チャンピオンズリーグになって初の3連覇を成し遂げたレアル・マドリードチャンピオンズリーグになって初の3連覇を成し遂げたレアル・マドリード リバプールは前半31分、右ウイングを務めるチームのエース、モハメド・サラーが故障で退場。下馬評の"弱者"はこれ以上ない痛手を被った。レアル・マドリードの一方的な展開になってもおかしくない状況に陥ったが、そうならないのがサッカーの面白いところ。レアル・マドリードはサラーがベンチに下がった後も、思い切り攻めあぐんだ。

 想起したのは昨季の決勝戦、ユベントス戦だ。うりふたつの展開だった。レアル・マドリードが先制するも、ユーベは即、同点に追いつく。今季もレアルが先制し、リバプールがすぐに追いついて試合はもつれそうなムードになった。

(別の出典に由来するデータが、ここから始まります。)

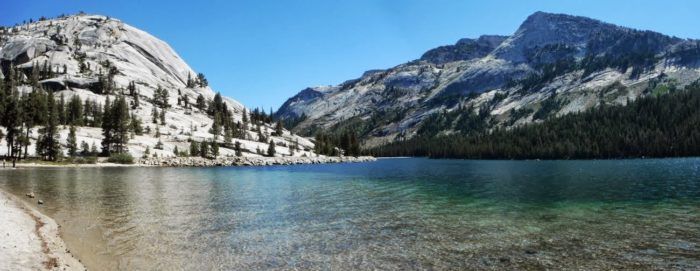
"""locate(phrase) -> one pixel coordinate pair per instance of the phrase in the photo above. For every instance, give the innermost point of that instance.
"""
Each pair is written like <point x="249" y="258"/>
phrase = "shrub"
<point x="121" y="158"/>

 レアル・マドリードはスタメン、そして布陣も昨季と同じだった。珍しい話だ。前線にクリスティアーノ・ロナウド、カリム・ベンゼマを置き、その下にイスコを配す中盤ダイヤモンド型4-4-2。2トップと2トップ下の3人は、間隔が狭くならないように気をつけていたが、この布陣の問題はサイド攻撃が決まりにくいことだ。

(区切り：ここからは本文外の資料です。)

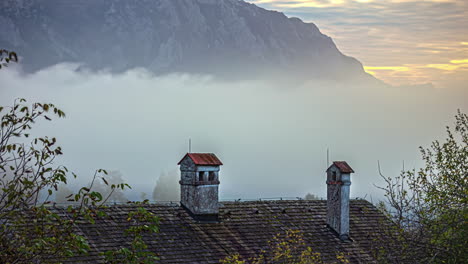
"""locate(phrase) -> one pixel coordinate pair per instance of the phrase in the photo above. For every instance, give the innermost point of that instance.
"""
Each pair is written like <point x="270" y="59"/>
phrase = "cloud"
<point x="271" y="136"/>
<point x="398" y="33"/>
<point x="459" y="61"/>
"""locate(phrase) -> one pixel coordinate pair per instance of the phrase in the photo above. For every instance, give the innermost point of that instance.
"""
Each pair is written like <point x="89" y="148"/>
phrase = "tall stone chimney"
<point x="199" y="185"/>
<point x="338" y="184"/>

 サイドバックにボールが渡っても、その前方に誰かが必ず構えているわけではないので、ボールはライン際を進みにくい。早い段階で真ん中に入る。奪われる場所として、真ん中はサイドより危険だ。高度な技術の持ち主であるイスコを真ん中に置いても、そのリスクは解消されない。パスは円滑に回らない。うまくいったケースを見たことがないが、ジネディーヌ・ジダン監督はなぜかこの布陣に固執する。わざわざ苦戦の原因を作り出している。